OOS 76-9
Trait-based ecological strategies explain microbial responses to environmental change

Thursday, August 13, 2015: 4:20 PM
328, Baltimore Convention Center
Kelly Gravuer, Graduate Group in Ecology and Department of Plant Sciences, University of California, Davis, CA, USA
Anu Eskelinen, Department of Environmental Science and Policy, University of California, Davis, CA, USA ; Department of Ecology, University of Oulu, , Finland
Susan Harrison, Department of Environmental Science and Policy, University of California, Davis, CA, USA
Background/Question/Methods

Although bacteria and archaea (hereafter, "microbes") drive many element cycles, the complexity and inscrutability of microbial communities have largely prevented their inclusion in ecological and biogeochemical models.  One promising approach is to distill microbial communities down to a manageable number of ecological strategies, each of which has characteristic environmental responses and ecosystem process effects.  Efforts to date have struggled to develop quantitative, broadly applicable methods to achieve this distillation.

Estimating ecologically important microbial traits using 16S rRNA sequence-based phylogenetic placements could provide a way forward.  We developed a reference tree of 1475 high-quality annotated microbial genomes and used it to test for phylogenetic conservatism of seven ecologically important traits.  Highly-conserved traits were then estimated for soil microbial communities from a grassland environmental change experiment on adjacent high- and low-productivity soils. For three years prior to sampling, replicate plots on each soil type received late spring precipitation addition and NPK nutrient addition in a factorial design.  We used cluster analysis to identify co-occurring suites of traits ("ecological strategies") and linear mixed models to determine how relative abundances of microbes with these strategies varied across soils and treatments.

Results/Conclusions

Four traits showed strong phylogenetic signal: rRNA gene copy number (maximum growth rate), genome size, sporulation capability, and anaerobic tolerance.  Cross-validation indicated strong correlations between observed and estimated values (0.88, 0.89) for continuous traits and high percentages of correct classification (92%, 96%) for binary traits.  Results were also robust to exclusion of the least certain 20% of estimates.

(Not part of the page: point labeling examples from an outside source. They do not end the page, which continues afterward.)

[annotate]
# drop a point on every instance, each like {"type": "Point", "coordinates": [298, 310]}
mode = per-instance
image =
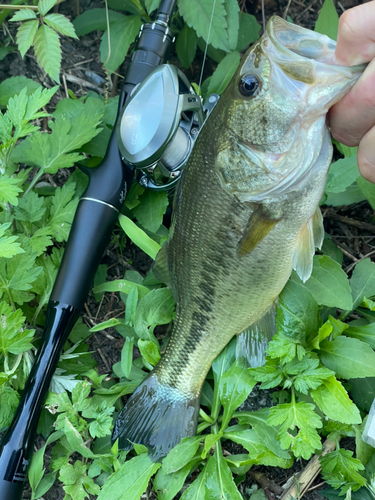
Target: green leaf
{"type": "Point", "coordinates": [23, 15]}
{"type": "Point", "coordinates": [234, 387]}
{"type": "Point", "coordinates": [122, 33]}
{"type": "Point", "coordinates": [300, 418]}
{"type": "Point", "coordinates": [130, 480]}
{"type": "Point", "coordinates": [47, 50]}
{"type": "Point", "coordinates": [198, 15]}
{"type": "Point", "coordinates": [186, 45]}
{"type": "Point", "coordinates": [223, 73]}
{"type": "Point", "coordinates": [149, 213]}
{"type": "Point", "coordinates": [334, 401]}
{"type": "Point", "coordinates": [328, 20]}
{"type": "Point", "coordinates": [342, 173]}
{"type": "Point", "coordinates": [329, 284]}
{"type": "Point", "coordinates": [45, 5]}
{"type": "Point", "coordinates": [61, 24]}
{"type": "Point", "coordinates": [339, 469]}
{"type": "Point", "coordinates": [363, 281]}
{"type": "Point", "coordinates": [181, 454]}
{"type": "Point", "coordinates": [25, 35]}
{"type": "Point", "coordinates": [94, 19]}
{"type": "Point", "coordinates": [349, 358]}
{"type": "Point", "coordinates": [139, 237]}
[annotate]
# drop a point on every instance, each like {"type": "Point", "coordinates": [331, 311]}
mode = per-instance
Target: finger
{"type": "Point", "coordinates": [366, 156]}
{"type": "Point", "coordinates": [354, 115]}
{"type": "Point", "coordinates": [356, 35]}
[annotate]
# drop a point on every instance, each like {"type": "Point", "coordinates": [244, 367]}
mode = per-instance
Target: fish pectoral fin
{"type": "Point", "coordinates": [160, 266]}
{"type": "Point", "coordinates": [253, 341]}
{"type": "Point", "coordinates": [260, 225]}
{"type": "Point", "coordinates": [311, 236]}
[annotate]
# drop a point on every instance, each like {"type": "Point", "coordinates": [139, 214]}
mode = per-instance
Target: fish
{"type": "Point", "coordinates": [245, 215]}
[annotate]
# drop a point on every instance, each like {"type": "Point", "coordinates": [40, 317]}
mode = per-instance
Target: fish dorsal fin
{"type": "Point", "coordinates": [160, 267]}
{"type": "Point", "coordinates": [311, 236]}
{"type": "Point", "coordinates": [260, 225]}
{"type": "Point", "coordinates": [253, 341]}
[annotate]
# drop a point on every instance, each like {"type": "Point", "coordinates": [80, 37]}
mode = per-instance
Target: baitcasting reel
{"type": "Point", "coordinates": [158, 126]}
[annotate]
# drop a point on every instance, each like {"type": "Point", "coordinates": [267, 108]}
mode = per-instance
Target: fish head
{"type": "Point", "coordinates": [274, 108]}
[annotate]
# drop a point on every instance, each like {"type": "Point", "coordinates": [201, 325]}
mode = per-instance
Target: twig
{"type": "Point", "coordinates": [308, 474]}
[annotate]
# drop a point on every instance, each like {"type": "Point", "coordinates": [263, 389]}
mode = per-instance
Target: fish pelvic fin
{"type": "Point", "coordinates": [157, 416]}
{"type": "Point", "coordinates": [253, 341]}
{"type": "Point", "coordinates": [311, 236]}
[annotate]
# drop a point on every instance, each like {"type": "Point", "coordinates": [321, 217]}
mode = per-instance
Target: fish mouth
{"type": "Point", "coordinates": [298, 42]}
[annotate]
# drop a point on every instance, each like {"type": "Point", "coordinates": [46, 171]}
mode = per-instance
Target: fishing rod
{"type": "Point", "coordinates": [96, 216]}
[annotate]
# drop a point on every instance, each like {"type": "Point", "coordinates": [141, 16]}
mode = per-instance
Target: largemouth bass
{"type": "Point", "coordinates": [245, 214]}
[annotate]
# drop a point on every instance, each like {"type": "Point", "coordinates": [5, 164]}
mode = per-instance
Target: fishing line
{"type": "Point", "coordinates": [205, 50]}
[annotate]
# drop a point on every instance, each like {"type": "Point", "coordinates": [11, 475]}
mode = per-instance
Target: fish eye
{"type": "Point", "coordinates": [249, 84]}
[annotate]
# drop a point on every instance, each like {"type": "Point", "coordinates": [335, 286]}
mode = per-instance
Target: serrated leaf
{"type": "Point", "coordinates": [223, 73]}
{"type": "Point", "coordinates": [334, 401]}
{"type": "Point", "coordinates": [45, 5]}
{"type": "Point", "coordinates": [328, 20]}
{"type": "Point", "coordinates": [48, 51]}
{"type": "Point", "coordinates": [186, 45]}
{"type": "Point", "coordinates": [130, 480]}
{"type": "Point", "coordinates": [198, 15]}
{"type": "Point", "coordinates": [363, 281]}
{"type": "Point", "coordinates": [329, 284]}
{"type": "Point", "coordinates": [25, 35]}
{"type": "Point", "coordinates": [349, 358]}
{"type": "Point", "coordinates": [23, 15]}
{"type": "Point", "coordinates": [122, 33]}
{"type": "Point", "coordinates": [61, 24]}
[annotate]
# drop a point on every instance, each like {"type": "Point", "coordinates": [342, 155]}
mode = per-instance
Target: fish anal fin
{"type": "Point", "coordinates": [253, 341]}
{"type": "Point", "coordinates": [260, 225]}
{"type": "Point", "coordinates": [310, 236]}
{"type": "Point", "coordinates": [157, 416]}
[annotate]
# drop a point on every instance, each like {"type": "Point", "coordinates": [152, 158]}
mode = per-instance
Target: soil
{"type": "Point", "coordinates": [351, 227]}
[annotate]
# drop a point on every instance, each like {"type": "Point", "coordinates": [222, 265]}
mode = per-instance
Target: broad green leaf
{"type": "Point", "coordinates": [13, 86]}
{"type": "Point", "coordinates": [25, 35]}
{"type": "Point", "coordinates": [349, 358]}
{"type": "Point", "coordinates": [139, 237]}
{"type": "Point", "coordinates": [130, 480]}
{"type": "Point", "coordinates": [61, 24]}
{"type": "Point", "coordinates": [232, 9]}
{"type": "Point", "coordinates": [48, 51]}
{"type": "Point", "coordinates": [363, 281]}
{"type": "Point", "coordinates": [329, 284]}
{"type": "Point", "coordinates": [334, 401]}
{"type": "Point", "coordinates": [248, 31]}
{"type": "Point", "coordinates": [186, 46]}
{"type": "Point", "coordinates": [149, 213]}
{"type": "Point", "coordinates": [342, 173]}
{"type": "Point", "coordinates": [94, 19]}
{"type": "Point", "coordinates": [365, 333]}
{"type": "Point", "coordinates": [224, 73]}
{"type": "Point", "coordinates": [328, 20]}
{"type": "Point", "coordinates": [23, 15]}
{"type": "Point", "coordinates": [198, 15]}
{"type": "Point", "coordinates": [234, 387]}
{"type": "Point", "coordinates": [45, 5]}
{"type": "Point", "coordinates": [123, 286]}
{"type": "Point", "coordinates": [181, 454]}
{"type": "Point", "coordinates": [122, 33]}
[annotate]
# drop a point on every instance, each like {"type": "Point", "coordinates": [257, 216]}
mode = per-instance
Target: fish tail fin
{"type": "Point", "coordinates": [157, 416]}
{"type": "Point", "coordinates": [253, 341]}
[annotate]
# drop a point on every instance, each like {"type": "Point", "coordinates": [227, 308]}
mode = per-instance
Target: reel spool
{"type": "Point", "coordinates": [158, 126]}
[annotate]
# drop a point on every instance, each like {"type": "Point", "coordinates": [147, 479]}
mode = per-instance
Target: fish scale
{"type": "Point", "coordinates": [245, 214]}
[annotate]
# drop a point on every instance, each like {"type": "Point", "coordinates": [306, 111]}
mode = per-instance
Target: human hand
{"type": "Point", "coordinates": [352, 120]}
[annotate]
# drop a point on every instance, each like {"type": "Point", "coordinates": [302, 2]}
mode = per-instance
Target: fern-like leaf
{"type": "Point", "coordinates": [26, 34]}
{"type": "Point", "coordinates": [48, 51]}
{"type": "Point", "coordinates": [61, 24]}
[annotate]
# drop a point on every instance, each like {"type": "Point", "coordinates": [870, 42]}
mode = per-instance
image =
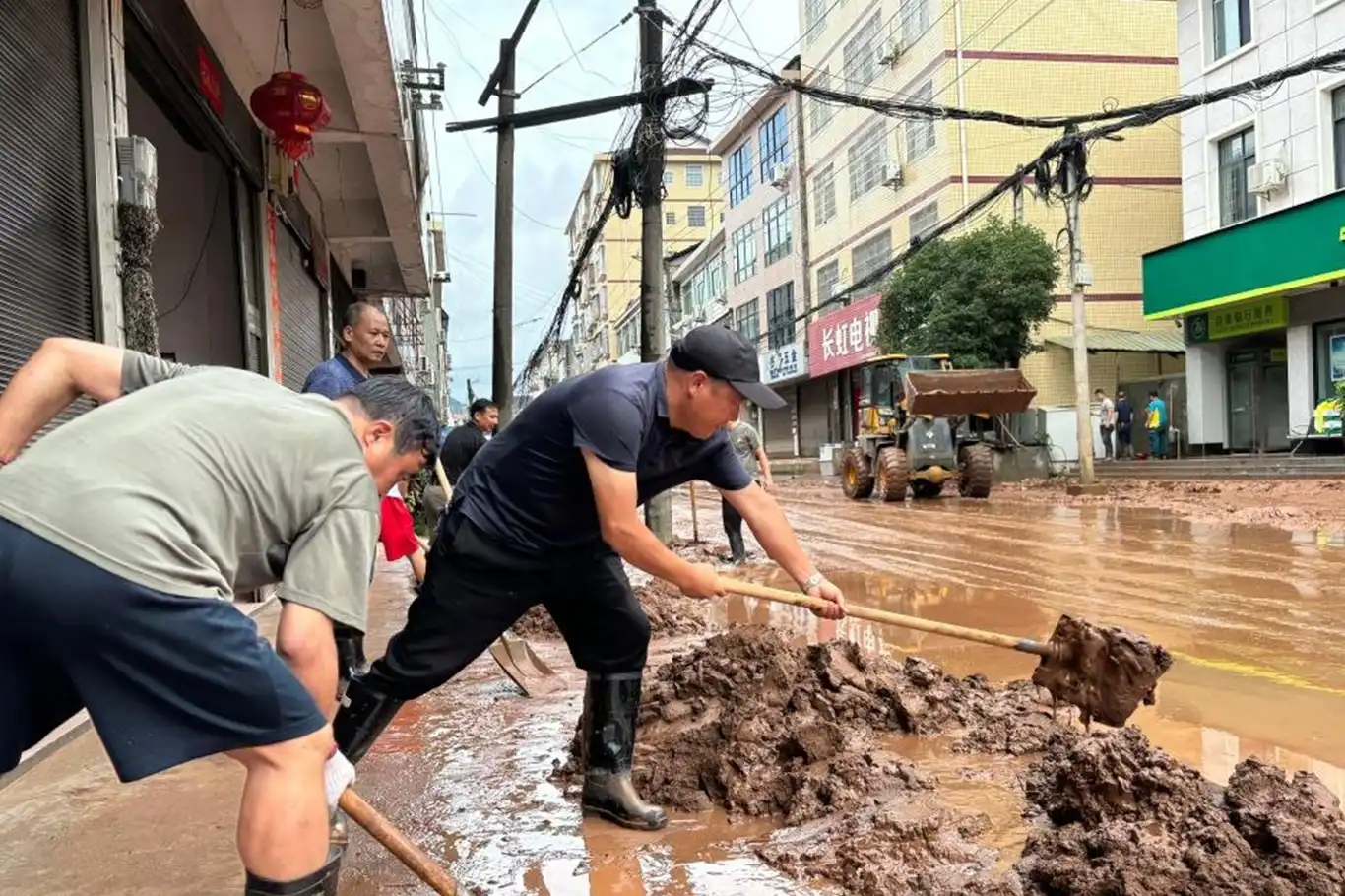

Cluster analysis defined three ecological strategies.  The first group had high rRNA copy numbers and large genomes and were more abundant on high-productivity soil.  They responded to both treatments, increasing with nutrients (F1,117=12.9, p<0.001) and decreasing with precipitation (F1,117=19.8, p<0.001). The second group had low rRNA copy numbers, medium-sized genomes, and low anaerobic tolerance.  They were more abundant on low-productivity soil and had opposite responses, decreasing with nutrients (F1,117=37.7, p<0.001) and increasing with precipitation (F1,117=29.5, p<0.001). The final group had low rRNA copy numbers, small genomes, and high anaerobic tolerance.  They were more abundant on high-productivity soil and their treatment responses were similar to those of the first group.

These relationships suggest that defining and quantifying microbial ecological strategies via trait estimation holds promise for ecologically-meaningful prediction of their environmental change responses and, ultimately, of the consequences of these responses for important ecosystem functions.